No entanto, há toda uma conjuntura cultural, social e econômica que ainda não enxerga todo o potencial da mulher e não cria as oportunidades necessárias para seu crescimento e acolhimento, destaca Socorro. “Para ser uma líder bem-sucedida, a mulher tem que acreditar no seu potencial, ter metas claras, estar sempre atualizada e trabalhar muito.”
MARTA SCHULZ – BLACK+DECKER
Começou a carreira como estagiária e teve seu primeiro cargo de liderança aos 26 anos. Atuou sempre na área de marketing, desde gerência de produtos até branding, trade marketing, pesquisa, e em várias empresas e culturas diferentes, como japonesa, alemã, francesa, holandesa, chinesa e americana. “Foi uma jornada de muito aprendizado e crescimento pessoal e profissional”, diz Marta Schulz.
A executiva discorda dos que dizem que o segmento de eletros, especialmente o de eletroportáteis, seja predominantemente masculino. “Na minha trajetória, sempre trabalhei com muitas mulheres, pares, líderes e subordinadas, e mesmo onde havia predominância de homens na liderança, nunca me senti discriminada por ser mulher.

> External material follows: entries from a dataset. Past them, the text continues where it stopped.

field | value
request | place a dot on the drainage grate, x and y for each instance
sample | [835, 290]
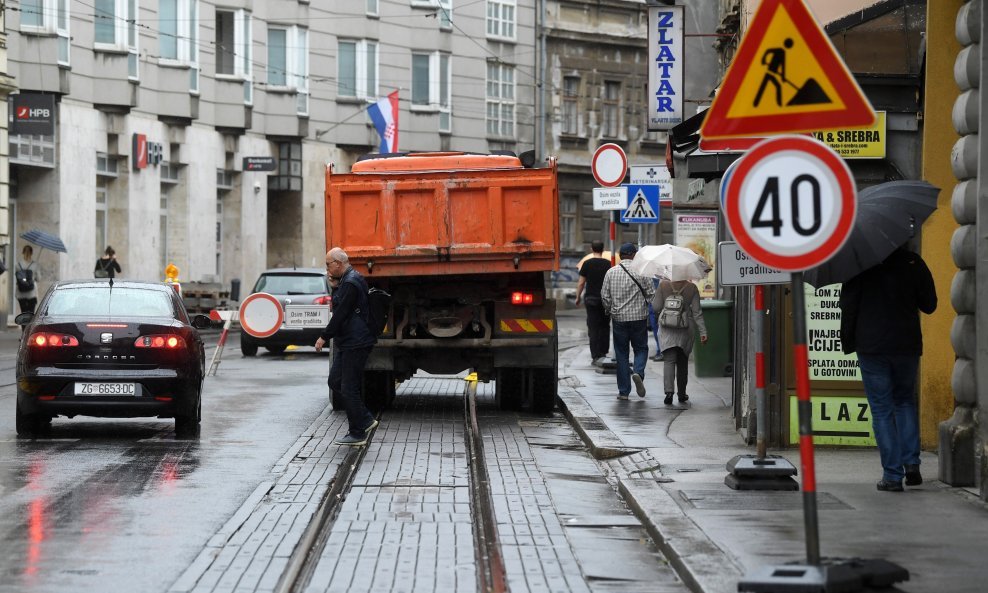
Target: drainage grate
[590, 422]
[732, 500]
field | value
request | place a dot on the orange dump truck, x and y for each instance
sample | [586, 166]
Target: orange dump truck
[462, 242]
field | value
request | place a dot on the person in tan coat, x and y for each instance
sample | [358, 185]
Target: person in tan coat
[677, 342]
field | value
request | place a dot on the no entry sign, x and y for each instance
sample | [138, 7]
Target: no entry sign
[790, 203]
[261, 315]
[609, 165]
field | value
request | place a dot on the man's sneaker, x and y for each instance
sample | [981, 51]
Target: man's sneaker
[639, 384]
[913, 477]
[351, 440]
[889, 486]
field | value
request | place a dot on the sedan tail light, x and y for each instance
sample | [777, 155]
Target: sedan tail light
[169, 341]
[50, 340]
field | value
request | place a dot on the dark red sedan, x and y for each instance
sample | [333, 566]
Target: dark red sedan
[110, 349]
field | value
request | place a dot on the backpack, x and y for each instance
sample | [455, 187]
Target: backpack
[378, 309]
[25, 279]
[673, 312]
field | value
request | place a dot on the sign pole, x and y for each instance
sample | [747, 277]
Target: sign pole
[801, 362]
[762, 411]
[614, 215]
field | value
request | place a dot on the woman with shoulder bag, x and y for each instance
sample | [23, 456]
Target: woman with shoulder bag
[107, 266]
[680, 315]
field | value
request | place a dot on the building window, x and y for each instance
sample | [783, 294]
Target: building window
[288, 61]
[219, 236]
[106, 165]
[289, 174]
[163, 228]
[357, 68]
[446, 15]
[234, 51]
[569, 209]
[115, 28]
[500, 99]
[445, 94]
[179, 37]
[571, 92]
[611, 109]
[224, 180]
[48, 16]
[36, 151]
[102, 192]
[501, 19]
[106, 172]
[431, 84]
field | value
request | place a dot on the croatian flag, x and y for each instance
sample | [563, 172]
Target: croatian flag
[384, 114]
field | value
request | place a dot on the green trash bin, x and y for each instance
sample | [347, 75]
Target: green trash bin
[715, 358]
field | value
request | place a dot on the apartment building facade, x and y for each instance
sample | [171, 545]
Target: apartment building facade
[158, 104]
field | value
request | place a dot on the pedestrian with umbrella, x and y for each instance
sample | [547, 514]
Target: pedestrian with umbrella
[26, 276]
[677, 302]
[626, 296]
[880, 305]
[26, 272]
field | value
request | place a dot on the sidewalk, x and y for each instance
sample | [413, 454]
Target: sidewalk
[672, 476]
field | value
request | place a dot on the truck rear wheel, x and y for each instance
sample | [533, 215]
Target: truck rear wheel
[379, 389]
[509, 389]
[545, 384]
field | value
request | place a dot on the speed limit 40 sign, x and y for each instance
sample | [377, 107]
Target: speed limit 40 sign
[790, 203]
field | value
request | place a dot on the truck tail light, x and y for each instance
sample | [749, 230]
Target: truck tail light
[50, 340]
[168, 341]
[522, 298]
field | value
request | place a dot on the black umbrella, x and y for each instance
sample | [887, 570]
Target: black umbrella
[44, 240]
[888, 216]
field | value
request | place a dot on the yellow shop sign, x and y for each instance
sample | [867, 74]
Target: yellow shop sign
[837, 420]
[861, 143]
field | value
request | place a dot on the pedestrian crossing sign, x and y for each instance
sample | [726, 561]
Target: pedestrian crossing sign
[643, 204]
[785, 77]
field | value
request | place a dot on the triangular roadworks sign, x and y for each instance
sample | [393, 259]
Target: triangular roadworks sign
[785, 77]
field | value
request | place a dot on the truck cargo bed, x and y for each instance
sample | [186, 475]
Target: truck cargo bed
[440, 222]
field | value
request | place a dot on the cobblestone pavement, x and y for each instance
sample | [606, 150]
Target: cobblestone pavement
[406, 524]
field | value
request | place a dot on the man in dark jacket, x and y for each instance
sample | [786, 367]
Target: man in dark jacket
[349, 327]
[598, 323]
[880, 321]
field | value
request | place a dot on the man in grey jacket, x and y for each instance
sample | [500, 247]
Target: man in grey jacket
[626, 296]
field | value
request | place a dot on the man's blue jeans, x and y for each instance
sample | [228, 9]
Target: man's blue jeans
[346, 376]
[890, 384]
[635, 333]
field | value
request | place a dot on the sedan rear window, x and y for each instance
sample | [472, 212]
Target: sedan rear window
[125, 302]
[291, 284]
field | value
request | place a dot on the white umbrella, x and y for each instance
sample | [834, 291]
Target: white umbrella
[606, 255]
[670, 262]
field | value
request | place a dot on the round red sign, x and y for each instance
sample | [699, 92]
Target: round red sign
[609, 165]
[261, 315]
[790, 203]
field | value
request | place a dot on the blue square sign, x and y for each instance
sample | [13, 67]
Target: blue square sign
[643, 204]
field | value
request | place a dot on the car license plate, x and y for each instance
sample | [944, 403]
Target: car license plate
[105, 388]
[306, 315]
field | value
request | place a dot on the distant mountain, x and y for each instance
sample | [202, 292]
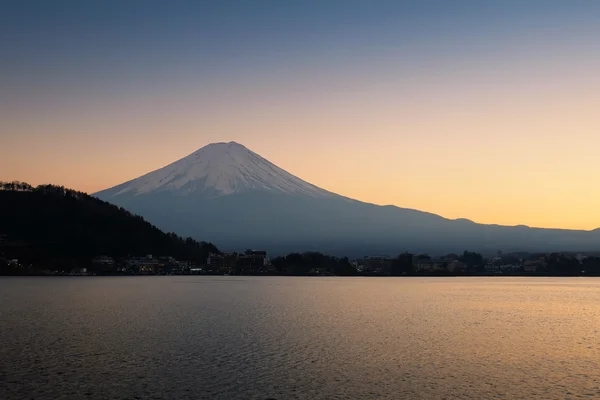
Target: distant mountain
[57, 226]
[232, 196]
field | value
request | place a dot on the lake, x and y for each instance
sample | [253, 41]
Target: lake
[184, 337]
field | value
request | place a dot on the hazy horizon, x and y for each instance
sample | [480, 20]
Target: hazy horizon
[477, 110]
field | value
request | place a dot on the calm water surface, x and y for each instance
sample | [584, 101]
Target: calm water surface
[299, 338]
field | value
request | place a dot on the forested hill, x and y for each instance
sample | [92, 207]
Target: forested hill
[55, 226]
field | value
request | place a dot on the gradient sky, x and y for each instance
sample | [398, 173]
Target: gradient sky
[487, 110]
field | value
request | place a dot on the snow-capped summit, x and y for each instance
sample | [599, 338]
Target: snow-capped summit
[219, 169]
[233, 197]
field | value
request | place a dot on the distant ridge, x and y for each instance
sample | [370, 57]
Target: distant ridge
[230, 195]
[51, 224]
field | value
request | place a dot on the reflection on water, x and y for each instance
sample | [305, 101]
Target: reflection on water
[299, 338]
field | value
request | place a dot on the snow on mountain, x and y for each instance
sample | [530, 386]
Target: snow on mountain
[220, 169]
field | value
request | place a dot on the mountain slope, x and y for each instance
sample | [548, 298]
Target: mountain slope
[215, 170]
[232, 196]
[53, 224]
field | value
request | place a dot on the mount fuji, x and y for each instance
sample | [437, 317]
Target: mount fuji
[231, 196]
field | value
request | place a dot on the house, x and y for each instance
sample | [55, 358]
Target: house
[224, 263]
[103, 260]
[252, 260]
[376, 264]
[430, 264]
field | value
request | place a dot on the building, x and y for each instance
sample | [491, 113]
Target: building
[103, 260]
[224, 263]
[143, 265]
[429, 264]
[376, 265]
[253, 260]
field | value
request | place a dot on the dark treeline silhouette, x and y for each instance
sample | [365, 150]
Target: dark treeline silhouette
[311, 263]
[57, 228]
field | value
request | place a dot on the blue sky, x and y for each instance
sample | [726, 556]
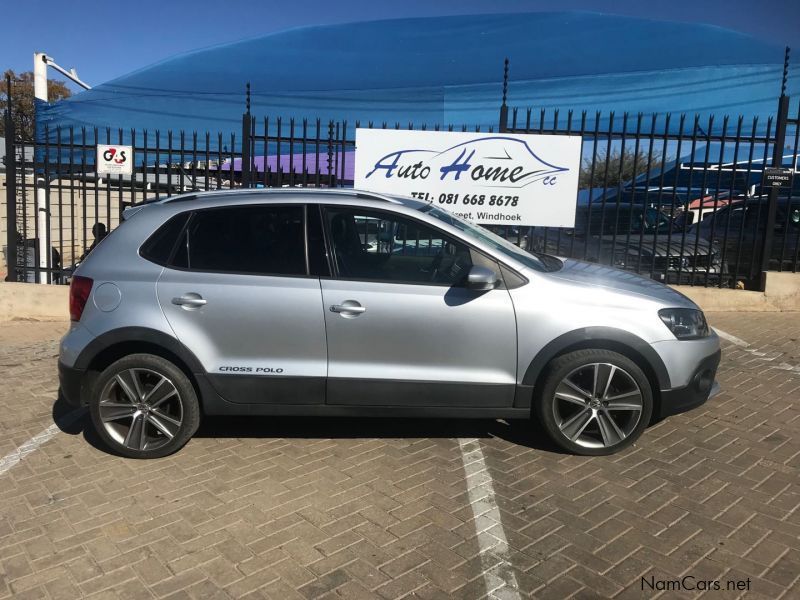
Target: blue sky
[106, 39]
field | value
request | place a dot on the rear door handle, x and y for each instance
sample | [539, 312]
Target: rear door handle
[349, 308]
[190, 300]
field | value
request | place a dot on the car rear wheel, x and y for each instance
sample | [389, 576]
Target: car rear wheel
[594, 402]
[143, 406]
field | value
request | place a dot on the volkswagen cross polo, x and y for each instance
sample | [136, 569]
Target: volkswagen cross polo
[348, 303]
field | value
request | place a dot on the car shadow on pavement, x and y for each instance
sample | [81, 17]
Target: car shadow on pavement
[523, 432]
[518, 431]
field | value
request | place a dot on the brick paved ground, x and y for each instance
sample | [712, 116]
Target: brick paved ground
[294, 508]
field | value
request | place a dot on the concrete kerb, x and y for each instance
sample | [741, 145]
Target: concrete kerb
[31, 301]
[782, 294]
[51, 302]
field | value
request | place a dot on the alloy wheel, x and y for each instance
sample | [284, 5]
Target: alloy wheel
[141, 409]
[597, 405]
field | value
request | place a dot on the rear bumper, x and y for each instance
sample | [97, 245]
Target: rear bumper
[70, 384]
[702, 386]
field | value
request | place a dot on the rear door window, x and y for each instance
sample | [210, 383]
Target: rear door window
[261, 240]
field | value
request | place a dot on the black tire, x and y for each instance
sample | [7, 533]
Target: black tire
[599, 432]
[154, 428]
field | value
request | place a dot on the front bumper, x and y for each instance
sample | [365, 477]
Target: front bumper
[702, 386]
[70, 384]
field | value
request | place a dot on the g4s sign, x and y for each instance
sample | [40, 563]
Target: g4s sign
[114, 160]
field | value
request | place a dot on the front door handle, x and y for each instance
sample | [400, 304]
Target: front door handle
[349, 308]
[190, 300]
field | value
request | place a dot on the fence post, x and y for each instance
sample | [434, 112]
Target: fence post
[331, 175]
[504, 107]
[246, 158]
[11, 191]
[777, 161]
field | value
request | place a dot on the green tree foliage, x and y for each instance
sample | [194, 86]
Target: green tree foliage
[22, 101]
[607, 172]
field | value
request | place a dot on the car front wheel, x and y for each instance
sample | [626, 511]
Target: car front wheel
[143, 406]
[594, 402]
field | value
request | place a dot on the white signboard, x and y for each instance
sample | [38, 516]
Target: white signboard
[491, 178]
[114, 160]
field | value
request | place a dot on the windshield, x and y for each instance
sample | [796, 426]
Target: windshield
[536, 260]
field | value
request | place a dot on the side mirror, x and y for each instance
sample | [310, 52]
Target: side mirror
[481, 278]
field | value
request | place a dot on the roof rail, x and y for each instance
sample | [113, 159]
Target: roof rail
[363, 194]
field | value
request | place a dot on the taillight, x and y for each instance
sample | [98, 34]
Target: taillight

Acredito que a chave, aqui, é agir com clareza e objetividade nas propostas, com postura firme, sem abrir mão de uma visão mais feminina”, conta Marta.
Nem sempre, a liderança feminina é mais flexível. “Conheci líderes mulheres muito mais rígidas que homens, talvez adotassem essa postura como uma forma de se impor e/ou se proteger. Percebo que a mulher tem um lado muito criativo, que foi desenvolvido pela cobrança da sociedade.Precisamos ser boas profissionais, mães, donas de casa, amantes, esposas/namoradas… A cobrança sobre as mulheres é muito mais intensa, e isso, provavelmente, nos fez desenvolver melhor um “se vira nos 30” para dar conta de tudo. Nesse cenário, a presença de mulheres na liderança, junto com homens, traz uma diversidade de pensamentos e uma possibilidade de encontrarem, juntos, soluções melhores”, diz.
Em sua opinião, a diversidade no quadro profissional das empresas é um processo em desenvolvimento. “As pessoas ainda estão amadurecendo esse entendimento, mas já percebemos que as mais bem instruídas tendem a avaliar melhor as empresas que, de fato, atuam com diversidade em seu quadro profissional. A evolução do mercado é um dos fatores que irão colaborar para expandir essa atuação. O desafio está em acreditar que podemos assumir esses cargos de liderança e trabalhar para isso independentemente das barreiras e aprendendo com elas.”
Para Marta, é importante, no caso de liderança, estar em constante aprendizado. “Não digo só tecnicamente, mas pessoalmente. Você tem que aprender a se conhecer, a entender o próximo e as diferenças de estilos e perfis para conseguir liderar e ser bem-sucedida.” Na Stanley Black & Decker, no Brasil, 46% dos cargos de liderança são ocupados por mulheres.